If I get the drift of your post, you say that the mixed layer temperature of 3.9C results from a “cold bucket” of water left after glacial periods, combined with warmer water of the interglacials.
However, in our present climate one will likely get the same thing by creating bottom water in polar regions, have this spread out though the ocean depths (North Atlantic Bottom Water eventually reaches the Indian and Pacific Oceans), and insulate it with a mixed later above. You get the “cold bucket” in either case, and the mixed layer is just an average temperature of water from source regions at the present time. Of course, there is some time-lag to transport surface water in polar regions to bottom water in regions of general upwelling, possibly a thousand years or two.
UK Sceptic says, September 11, 2011 at 12:08 am:
Josh shoots, he scores! :0)
————————————-
Yep, and his hit rate is 100%!
I wonder if Spencer’s contribution to Dessler’s paper will be acknowledged in the msm?
Dave Springer says:
September 11, 2011 at 7:19 am
———————
Thought provoking. I read it this morning a couple of times and have pondered the content. Very interesting theory.

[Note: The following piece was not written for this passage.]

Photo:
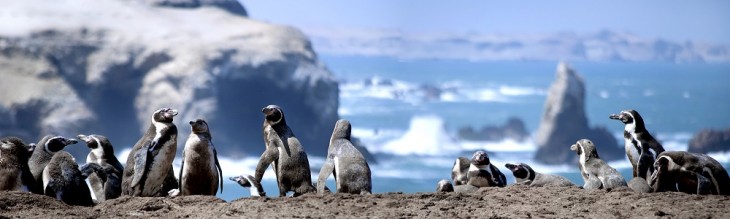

Meanwhile back on CA, Dessler is also getting a few lessons from Mr. McIntrye.
JohnWho says:
September 10, 2011 at 11:58 am
Except, in this case, Dr. Spencer appears to be correcting the errors before the paper is submitted. Helping the Team look good.
1) Wouldn’t the paper need to be re-reviewed if corrections have been made since the review?
2) Doesn’t this raise questions about the quality of the paper and the reviewers, even before it is published?
3) Doesn’t this raise questions about the conclusion of the paper? After all, if there were mistakes in the math, then the conclusions based on the mistakes are likely mistakes as well.
Who reviewed the paper? Given that Spenser was able to find errors so quickly, it would seem that the reviewers that surely had the paper for longer are not qualified to be reviewers.
This is why the names of the reviewers should be made public at the time the paper is published. So that the quality of future papers is not compromised by secrecy surrounding incompetent reviewers.